В различных документах, которые завалялись среди бумаг Курта после его смерти, я прочитала, что Курт объяснял свое отчисление тем, что он был против «привлечения к военным работам». Оксфордский архивист, к которому я обратилась за помощью, подтвердил, что такие секретные работы оксфордские химики действительно вели, только вряд ли в них участвовал бы первокурсник; хотя, конечно, большинство беженцев рвались помочь Британии в ее борьбе против нацизма: они прекрасно понимали, что их ждало бы в случае победы Германии.
Однажды я поднажала, и Курт признался мне, что просто не справился с учебной программой. Вот это наиболее вероятно. Ему было всего восемнадцать лет, и несистематическое школьное образование не дало получить диплом. Потом, во взрослой жизни, это не помешало Курту хвалиться, как он «ходил в Хэрроу» и «веселился в Оксфорде», умалчивая о том, что и там и там он долго не задержался. Наверное, и университетскими дипломами дочерей он гордился потому, что очень стеснялся такой правды о себе. Они-то сделали то, чего не смог он.
В июне 1943 года восемнадцатилетний Курт стал призывником. Многие молодые еврейские беженцы его возраста горели желанием помочь союзникам сокрушить немцев.
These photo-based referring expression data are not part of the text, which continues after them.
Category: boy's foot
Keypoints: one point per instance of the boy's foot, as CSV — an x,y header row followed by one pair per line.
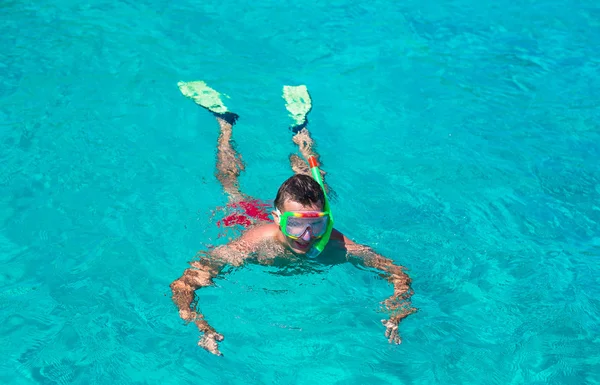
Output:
x,y
299,104
203,95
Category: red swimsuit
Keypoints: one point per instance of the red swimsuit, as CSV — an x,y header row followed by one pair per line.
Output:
x,y
246,213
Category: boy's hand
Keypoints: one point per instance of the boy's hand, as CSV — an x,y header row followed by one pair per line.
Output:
x,y
209,342
391,330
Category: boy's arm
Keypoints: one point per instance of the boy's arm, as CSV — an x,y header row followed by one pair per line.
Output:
x,y
398,303
201,274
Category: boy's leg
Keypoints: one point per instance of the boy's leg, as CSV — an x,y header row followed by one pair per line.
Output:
x,y
299,104
229,161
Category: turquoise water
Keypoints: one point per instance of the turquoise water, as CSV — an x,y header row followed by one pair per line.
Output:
x,y
462,139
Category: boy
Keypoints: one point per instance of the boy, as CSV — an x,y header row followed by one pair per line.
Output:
x,y
299,221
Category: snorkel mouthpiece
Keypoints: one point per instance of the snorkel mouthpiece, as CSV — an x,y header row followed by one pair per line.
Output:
x,y
316,174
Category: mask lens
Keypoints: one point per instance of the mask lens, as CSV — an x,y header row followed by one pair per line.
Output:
x,y
296,226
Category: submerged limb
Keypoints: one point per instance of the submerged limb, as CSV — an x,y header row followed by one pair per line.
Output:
x,y
229,162
399,303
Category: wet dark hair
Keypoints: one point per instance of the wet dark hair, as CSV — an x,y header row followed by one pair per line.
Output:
x,y
301,189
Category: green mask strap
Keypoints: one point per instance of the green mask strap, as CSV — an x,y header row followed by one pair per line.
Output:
x,y
316,173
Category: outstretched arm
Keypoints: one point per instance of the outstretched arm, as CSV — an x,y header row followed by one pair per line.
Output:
x,y
398,303
201,274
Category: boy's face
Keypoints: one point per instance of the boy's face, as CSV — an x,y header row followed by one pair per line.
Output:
x,y
303,244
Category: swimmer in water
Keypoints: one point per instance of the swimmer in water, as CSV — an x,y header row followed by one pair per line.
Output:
x,y
302,225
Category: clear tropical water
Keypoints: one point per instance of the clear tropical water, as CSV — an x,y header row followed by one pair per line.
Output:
x,y
461,137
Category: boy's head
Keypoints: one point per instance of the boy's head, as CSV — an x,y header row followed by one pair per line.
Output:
x,y
300,189
300,193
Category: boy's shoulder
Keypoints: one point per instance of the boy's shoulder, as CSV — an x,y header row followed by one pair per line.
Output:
x,y
260,233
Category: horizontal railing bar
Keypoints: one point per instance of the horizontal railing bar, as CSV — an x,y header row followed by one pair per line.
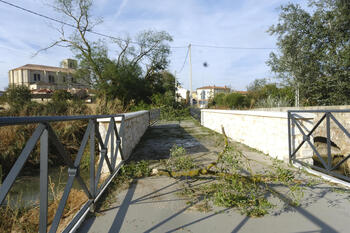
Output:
x,y
38,119
80,215
324,111
23,157
323,170
109,180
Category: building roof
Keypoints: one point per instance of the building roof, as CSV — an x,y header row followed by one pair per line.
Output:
x,y
242,92
44,68
214,87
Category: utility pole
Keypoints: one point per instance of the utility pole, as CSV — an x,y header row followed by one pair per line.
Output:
x,y
297,95
175,86
189,50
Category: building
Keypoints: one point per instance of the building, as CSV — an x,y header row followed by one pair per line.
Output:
x,y
37,77
181,94
204,94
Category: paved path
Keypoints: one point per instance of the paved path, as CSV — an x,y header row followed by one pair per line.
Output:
x,y
153,204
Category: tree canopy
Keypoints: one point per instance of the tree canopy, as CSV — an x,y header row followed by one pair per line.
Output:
x,y
314,51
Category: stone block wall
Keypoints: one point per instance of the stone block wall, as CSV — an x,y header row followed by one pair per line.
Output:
x,y
338,137
135,125
261,130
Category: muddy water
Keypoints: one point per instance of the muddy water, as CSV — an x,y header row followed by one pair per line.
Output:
x,y
26,190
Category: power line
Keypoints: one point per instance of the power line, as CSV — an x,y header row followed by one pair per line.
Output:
x,y
61,22
71,25
232,47
183,65
133,42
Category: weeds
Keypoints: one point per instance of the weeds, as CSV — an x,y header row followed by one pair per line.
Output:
x,y
178,160
248,193
128,172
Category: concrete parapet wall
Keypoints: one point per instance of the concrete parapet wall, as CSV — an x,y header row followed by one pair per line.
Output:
x,y
338,137
135,125
265,131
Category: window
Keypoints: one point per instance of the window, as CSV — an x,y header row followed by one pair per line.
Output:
x,y
203,95
51,79
36,77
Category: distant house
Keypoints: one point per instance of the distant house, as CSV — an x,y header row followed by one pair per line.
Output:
x,y
38,77
204,94
181,94
242,92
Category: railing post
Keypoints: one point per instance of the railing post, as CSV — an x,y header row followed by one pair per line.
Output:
x,y
328,123
92,162
289,139
44,149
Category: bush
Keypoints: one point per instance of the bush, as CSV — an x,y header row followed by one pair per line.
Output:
x,y
231,100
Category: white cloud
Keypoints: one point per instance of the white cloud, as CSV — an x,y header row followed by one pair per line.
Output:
x,y
225,22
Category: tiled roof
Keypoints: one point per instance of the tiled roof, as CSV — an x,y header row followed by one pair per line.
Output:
x,y
44,68
213,87
242,92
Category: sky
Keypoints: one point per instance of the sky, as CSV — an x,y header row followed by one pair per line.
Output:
x,y
223,23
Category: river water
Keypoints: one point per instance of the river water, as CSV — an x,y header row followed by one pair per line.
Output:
x,y
26,190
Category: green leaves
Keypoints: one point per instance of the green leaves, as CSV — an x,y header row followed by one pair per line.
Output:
x,y
314,51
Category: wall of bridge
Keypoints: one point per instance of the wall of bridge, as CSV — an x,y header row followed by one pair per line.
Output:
x,y
135,125
265,131
338,137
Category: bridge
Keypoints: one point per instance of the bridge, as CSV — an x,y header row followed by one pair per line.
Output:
x,y
159,203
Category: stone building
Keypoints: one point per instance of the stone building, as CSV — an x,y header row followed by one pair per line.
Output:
x,y
204,94
38,77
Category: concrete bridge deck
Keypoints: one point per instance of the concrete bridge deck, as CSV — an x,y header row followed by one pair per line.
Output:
x,y
153,204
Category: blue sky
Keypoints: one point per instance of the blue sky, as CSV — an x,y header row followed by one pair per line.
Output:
x,y
237,23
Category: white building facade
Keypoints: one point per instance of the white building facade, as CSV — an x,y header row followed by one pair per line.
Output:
x,y
37,77
204,94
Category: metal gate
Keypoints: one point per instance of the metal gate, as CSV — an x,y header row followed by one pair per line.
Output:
x,y
328,116
45,134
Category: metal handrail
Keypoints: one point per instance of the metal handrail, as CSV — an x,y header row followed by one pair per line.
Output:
x,y
45,133
328,116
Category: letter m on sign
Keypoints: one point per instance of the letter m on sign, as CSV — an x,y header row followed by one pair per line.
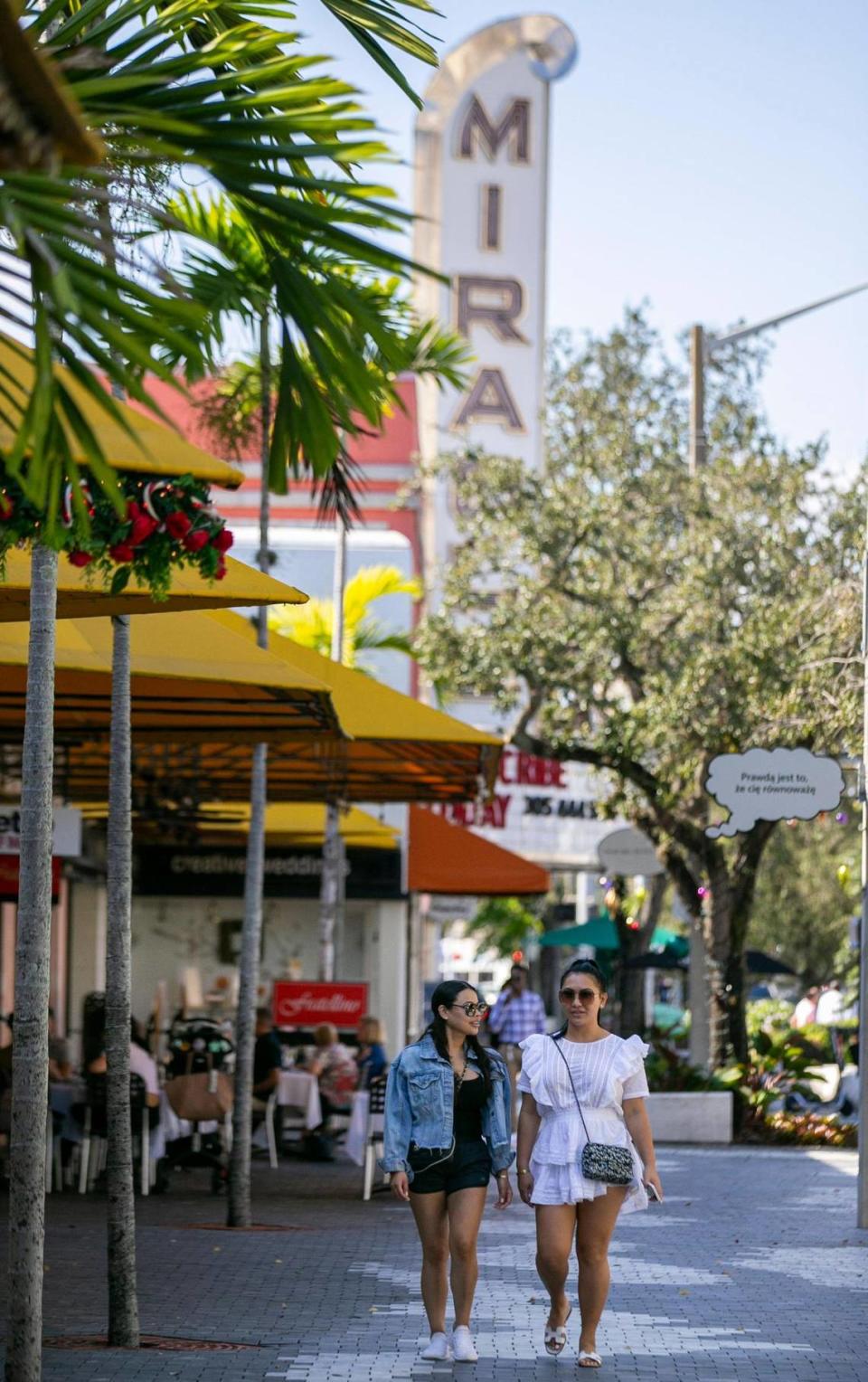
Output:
x,y
478,131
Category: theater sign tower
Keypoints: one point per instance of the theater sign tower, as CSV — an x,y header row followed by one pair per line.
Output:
x,y
480,199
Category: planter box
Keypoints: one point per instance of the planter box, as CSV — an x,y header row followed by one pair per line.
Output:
x,y
703,1117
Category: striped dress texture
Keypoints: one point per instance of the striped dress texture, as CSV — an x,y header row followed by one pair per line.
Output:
x,y
604,1073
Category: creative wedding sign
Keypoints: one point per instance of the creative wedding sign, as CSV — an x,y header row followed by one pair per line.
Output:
x,y
627,853
481,201
771,785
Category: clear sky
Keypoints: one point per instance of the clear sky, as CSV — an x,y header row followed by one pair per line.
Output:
x,y
709,156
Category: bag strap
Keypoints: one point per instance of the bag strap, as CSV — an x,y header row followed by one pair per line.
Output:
x,y
554,1038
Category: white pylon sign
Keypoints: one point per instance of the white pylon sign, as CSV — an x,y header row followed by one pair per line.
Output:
x,y
480,201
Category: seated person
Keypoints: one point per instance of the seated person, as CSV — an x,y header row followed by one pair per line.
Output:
x,y
141,1063
371,1055
144,1065
267,1056
335,1068
337,1077
60,1065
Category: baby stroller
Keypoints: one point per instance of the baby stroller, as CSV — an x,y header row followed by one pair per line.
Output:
x,y
199,1093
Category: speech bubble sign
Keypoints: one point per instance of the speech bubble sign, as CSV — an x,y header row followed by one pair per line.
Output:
x,y
627,853
771,785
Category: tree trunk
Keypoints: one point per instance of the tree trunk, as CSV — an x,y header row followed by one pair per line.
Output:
x,y
632,981
248,986
123,1303
332,887
238,1215
32,983
329,895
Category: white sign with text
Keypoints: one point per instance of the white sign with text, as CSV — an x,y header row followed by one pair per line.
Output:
x,y
67,831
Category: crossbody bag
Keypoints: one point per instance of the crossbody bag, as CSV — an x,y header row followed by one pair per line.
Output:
x,y
600,1160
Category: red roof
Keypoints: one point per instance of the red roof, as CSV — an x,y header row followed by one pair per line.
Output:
x,y
449,858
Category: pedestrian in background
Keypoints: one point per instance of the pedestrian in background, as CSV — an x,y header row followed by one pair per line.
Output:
x,y
519,1013
371,1055
447,1132
585,1150
805,1012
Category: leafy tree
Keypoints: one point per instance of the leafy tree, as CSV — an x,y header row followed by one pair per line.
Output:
x,y
806,895
165,88
646,620
502,924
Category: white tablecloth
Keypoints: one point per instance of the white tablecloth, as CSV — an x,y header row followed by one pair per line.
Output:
x,y
62,1096
297,1089
354,1146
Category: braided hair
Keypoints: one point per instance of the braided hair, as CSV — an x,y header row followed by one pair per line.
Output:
x,y
582,966
444,997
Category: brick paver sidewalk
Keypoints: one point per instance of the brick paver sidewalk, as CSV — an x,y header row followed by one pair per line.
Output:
x,y
752,1270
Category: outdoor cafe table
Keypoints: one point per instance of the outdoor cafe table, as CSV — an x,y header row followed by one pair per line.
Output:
x,y
357,1132
298,1089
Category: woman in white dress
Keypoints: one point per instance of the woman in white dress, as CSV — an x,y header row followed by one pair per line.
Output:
x,y
609,1078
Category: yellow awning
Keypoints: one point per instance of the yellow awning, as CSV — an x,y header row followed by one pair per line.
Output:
x,y
152,447
191,680
81,597
397,748
394,748
288,825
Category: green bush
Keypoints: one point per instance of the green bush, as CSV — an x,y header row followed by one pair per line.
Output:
x,y
768,1013
669,1073
776,1067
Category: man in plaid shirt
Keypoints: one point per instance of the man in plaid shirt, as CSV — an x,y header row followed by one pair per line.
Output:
x,y
517,1013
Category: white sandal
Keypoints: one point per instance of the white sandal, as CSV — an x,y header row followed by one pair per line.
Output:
x,y
554,1338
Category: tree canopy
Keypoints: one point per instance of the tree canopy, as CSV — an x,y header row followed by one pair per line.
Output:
x,y
627,615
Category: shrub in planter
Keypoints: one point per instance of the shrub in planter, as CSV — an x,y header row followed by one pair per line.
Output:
x,y
777,1067
806,1131
671,1074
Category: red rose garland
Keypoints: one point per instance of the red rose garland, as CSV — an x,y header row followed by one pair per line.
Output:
x,y
166,524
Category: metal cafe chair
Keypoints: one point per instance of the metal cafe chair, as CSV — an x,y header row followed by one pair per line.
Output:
x,y
373,1133
96,1131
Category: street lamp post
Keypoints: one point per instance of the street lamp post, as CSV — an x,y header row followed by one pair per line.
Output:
x,y
701,350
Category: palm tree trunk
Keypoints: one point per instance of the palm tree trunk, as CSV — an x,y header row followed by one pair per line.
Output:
x,y
32,970
123,1303
238,1214
332,886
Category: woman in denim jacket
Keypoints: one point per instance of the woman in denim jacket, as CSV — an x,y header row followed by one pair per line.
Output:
x,y
447,1132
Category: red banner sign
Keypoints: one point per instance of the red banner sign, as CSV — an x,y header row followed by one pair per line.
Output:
x,y
8,878
307,1005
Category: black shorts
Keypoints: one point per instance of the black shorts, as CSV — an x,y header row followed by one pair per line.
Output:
x,y
434,1169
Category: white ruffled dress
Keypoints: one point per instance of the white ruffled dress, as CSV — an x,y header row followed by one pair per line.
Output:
x,y
606,1073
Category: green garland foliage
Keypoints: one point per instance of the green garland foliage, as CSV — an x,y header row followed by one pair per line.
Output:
x,y
159,526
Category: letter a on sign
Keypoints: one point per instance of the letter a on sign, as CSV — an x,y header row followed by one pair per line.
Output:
x,y
478,131
489,400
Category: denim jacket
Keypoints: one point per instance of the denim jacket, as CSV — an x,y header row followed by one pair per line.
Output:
x,y
419,1097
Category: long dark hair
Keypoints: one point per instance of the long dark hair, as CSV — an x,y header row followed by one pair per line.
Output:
x,y
582,966
444,997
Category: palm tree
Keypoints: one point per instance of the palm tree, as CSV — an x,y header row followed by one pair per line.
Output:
x,y
313,623
271,398
165,88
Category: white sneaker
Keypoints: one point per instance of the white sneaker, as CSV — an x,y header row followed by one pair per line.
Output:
x,y
437,1348
463,1349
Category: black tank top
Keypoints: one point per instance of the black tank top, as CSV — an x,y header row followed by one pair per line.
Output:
x,y
468,1103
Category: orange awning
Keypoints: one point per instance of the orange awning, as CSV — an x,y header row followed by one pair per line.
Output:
x,y
449,858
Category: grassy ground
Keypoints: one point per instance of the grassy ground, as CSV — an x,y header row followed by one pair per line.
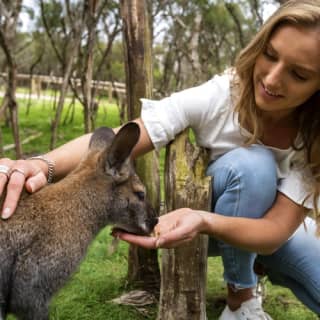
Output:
x,y
102,275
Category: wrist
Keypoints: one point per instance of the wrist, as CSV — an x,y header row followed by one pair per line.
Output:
x,y
204,226
46,163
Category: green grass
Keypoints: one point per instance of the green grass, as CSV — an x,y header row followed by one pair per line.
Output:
x,y
102,275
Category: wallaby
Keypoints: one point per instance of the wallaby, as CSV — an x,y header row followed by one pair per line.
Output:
x,y
46,238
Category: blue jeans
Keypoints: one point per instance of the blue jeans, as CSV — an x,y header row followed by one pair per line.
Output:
x,y
245,185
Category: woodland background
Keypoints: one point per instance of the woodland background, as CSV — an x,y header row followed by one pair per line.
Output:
x,y
191,41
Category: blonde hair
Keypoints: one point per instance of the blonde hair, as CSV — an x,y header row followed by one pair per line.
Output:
x,y
305,13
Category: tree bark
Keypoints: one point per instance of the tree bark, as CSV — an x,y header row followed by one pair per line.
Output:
x,y
183,281
10,12
143,268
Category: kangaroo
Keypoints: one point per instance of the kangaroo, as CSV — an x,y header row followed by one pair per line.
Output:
x,y
45,240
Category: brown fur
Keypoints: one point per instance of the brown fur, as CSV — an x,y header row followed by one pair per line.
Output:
x,y
45,240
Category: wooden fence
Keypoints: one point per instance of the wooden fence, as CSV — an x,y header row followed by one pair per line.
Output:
x,y
40,82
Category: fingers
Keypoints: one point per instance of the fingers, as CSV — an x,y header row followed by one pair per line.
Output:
x,y
14,188
36,182
21,173
142,241
174,238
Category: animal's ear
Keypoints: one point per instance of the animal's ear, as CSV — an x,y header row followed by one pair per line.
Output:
x,y
122,145
101,138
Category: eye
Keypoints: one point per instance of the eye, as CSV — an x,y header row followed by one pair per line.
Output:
x,y
269,55
141,195
299,76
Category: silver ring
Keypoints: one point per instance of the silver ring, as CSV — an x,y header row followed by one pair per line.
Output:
x,y
17,170
5,170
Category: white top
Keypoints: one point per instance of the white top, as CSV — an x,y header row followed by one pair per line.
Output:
x,y
208,109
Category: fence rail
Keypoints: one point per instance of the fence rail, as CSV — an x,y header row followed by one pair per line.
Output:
x,y
37,82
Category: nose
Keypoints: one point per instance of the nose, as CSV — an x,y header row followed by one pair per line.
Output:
x,y
152,222
273,79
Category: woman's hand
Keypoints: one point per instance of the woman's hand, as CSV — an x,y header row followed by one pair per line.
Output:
x,y
16,174
173,229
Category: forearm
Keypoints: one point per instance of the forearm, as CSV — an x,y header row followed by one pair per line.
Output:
x,y
67,156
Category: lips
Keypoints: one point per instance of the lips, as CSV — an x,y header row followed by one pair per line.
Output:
x,y
267,94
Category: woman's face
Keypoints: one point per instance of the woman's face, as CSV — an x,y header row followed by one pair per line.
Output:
x,y
287,73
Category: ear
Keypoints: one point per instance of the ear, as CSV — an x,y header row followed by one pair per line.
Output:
x,y
101,138
122,145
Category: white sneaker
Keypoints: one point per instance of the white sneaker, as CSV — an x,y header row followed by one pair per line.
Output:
x,y
249,310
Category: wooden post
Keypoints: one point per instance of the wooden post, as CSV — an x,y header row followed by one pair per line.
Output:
x,y
143,270
183,281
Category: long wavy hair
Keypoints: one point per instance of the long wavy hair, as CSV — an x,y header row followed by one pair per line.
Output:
x,y
305,13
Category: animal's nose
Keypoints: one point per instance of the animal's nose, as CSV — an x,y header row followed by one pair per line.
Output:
x,y
153,222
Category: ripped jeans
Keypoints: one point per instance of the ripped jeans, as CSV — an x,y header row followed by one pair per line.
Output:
x,y
245,185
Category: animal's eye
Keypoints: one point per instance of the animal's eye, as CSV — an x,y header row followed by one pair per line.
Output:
x,y
140,195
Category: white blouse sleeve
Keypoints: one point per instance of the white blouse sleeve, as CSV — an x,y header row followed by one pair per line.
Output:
x,y
297,187
192,107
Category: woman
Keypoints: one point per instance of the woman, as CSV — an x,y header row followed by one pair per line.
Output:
x,y
261,122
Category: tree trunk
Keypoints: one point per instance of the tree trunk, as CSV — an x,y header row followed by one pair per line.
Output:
x,y
183,283
143,269
10,13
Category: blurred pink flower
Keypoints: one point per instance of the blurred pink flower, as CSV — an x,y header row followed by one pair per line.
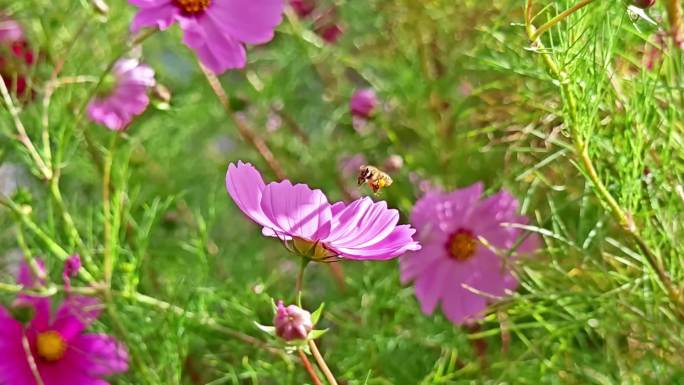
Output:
x,y
363,103
303,8
362,230
215,29
330,33
292,322
61,352
126,98
453,259
15,56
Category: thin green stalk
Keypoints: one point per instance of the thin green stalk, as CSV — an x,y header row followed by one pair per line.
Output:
x,y
249,135
582,151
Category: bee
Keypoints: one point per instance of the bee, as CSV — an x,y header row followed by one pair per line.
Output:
x,y
376,178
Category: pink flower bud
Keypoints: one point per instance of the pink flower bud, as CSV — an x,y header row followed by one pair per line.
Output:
x,y
71,267
292,322
644,3
363,102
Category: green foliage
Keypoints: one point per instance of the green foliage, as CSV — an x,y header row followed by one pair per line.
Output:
x,y
466,97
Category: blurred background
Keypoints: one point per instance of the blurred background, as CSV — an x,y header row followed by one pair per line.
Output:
x,y
463,96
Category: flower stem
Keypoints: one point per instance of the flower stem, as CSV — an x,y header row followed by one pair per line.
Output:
x,y
321,363
309,368
561,16
245,131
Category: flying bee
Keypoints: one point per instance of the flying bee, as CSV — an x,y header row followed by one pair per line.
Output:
x,y
376,178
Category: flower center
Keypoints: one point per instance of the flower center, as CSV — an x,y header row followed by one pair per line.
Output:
x,y
51,345
312,250
193,6
461,245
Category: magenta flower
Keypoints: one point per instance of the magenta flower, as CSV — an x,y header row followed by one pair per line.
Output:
x,y
362,230
292,322
363,103
215,29
15,57
57,347
453,260
125,98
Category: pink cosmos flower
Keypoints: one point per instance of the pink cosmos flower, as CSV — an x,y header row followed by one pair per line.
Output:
x,y
363,103
362,230
57,347
126,98
292,322
215,29
453,260
15,57
303,8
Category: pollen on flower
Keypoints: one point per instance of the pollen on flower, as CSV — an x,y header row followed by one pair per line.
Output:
x,y
193,6
461,245
51,345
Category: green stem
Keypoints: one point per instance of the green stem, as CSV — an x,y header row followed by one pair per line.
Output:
x,y
109,252
22,136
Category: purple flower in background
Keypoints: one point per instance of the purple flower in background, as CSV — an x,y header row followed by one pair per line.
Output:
x,y
215,29
453,260
363,103
60,351
292,322
126,97
362,230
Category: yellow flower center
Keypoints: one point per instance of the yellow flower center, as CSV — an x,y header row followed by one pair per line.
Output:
x,y
193,6
51,346
461,245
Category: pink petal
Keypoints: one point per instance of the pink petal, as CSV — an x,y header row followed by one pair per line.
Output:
x,y
413,265
101,354
430,285
460,305
248,21
298,210
397,243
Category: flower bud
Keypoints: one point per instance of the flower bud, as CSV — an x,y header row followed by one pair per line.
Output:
x,y
292,322
644,3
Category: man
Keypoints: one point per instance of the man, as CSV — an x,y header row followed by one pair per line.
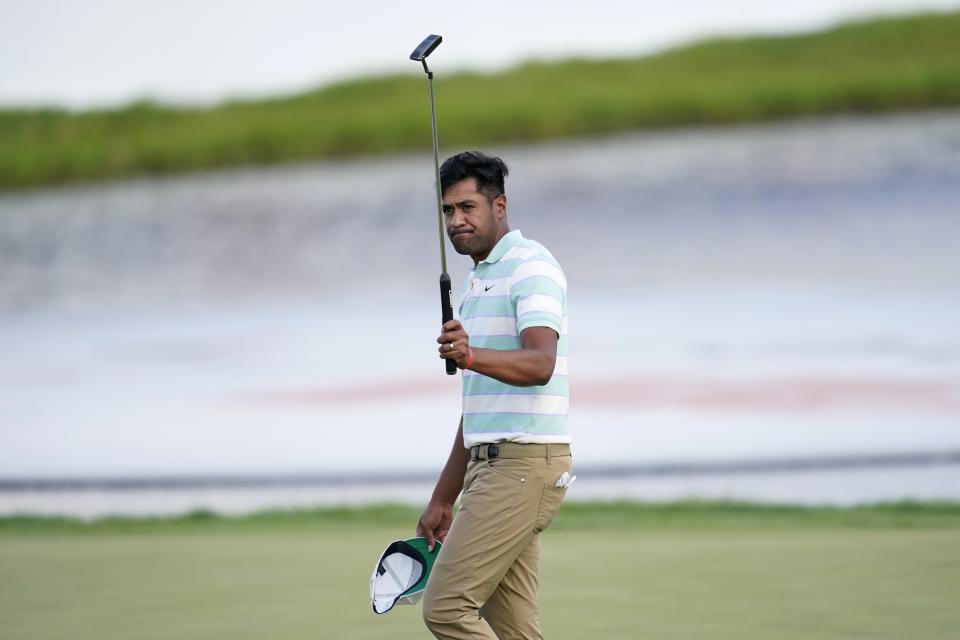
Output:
x,y
511,456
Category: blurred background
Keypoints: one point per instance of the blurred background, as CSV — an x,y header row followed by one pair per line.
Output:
x,y
219,257
219,390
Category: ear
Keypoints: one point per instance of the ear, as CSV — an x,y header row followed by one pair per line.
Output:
x,y
500,205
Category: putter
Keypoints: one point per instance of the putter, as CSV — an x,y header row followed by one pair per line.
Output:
x,y
420,54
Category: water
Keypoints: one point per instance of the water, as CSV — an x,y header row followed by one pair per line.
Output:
x,y
752,293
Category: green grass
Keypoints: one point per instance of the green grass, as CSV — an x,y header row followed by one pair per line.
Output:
x,y
621,516
871,66
685,570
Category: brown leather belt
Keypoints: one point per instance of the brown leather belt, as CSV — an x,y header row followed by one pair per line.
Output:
x,y
518,450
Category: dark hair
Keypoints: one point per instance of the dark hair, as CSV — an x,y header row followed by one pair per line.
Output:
x,y
488,171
Для этого они, как правило, вступали в Пионерский корпус; в начале войны это было единственное подразделение, принимавшее в свои ряды «иностранцев из недружественных стран». К концу войны в него вступил каждый седьмой еврейский беженец, но только не Курт.
Родители же его, насколько я могу судить, после эпизода с островом Мэн тихо и спокойно переживали войну, обходясь весьма скромными средствами, и внимательно следили за тем, что происходило в Европе. Гуго работал, насколько позволяли ограничения военного времени и содержание маленькой синей брошюры. Потом я узнала, что он был в Лондоне помощником пекаря и кондитера. Представляю себе, как стоически мой дедушка принял этот удар судьбы и как переживала бабушка из-за такого обрушения социального статуса.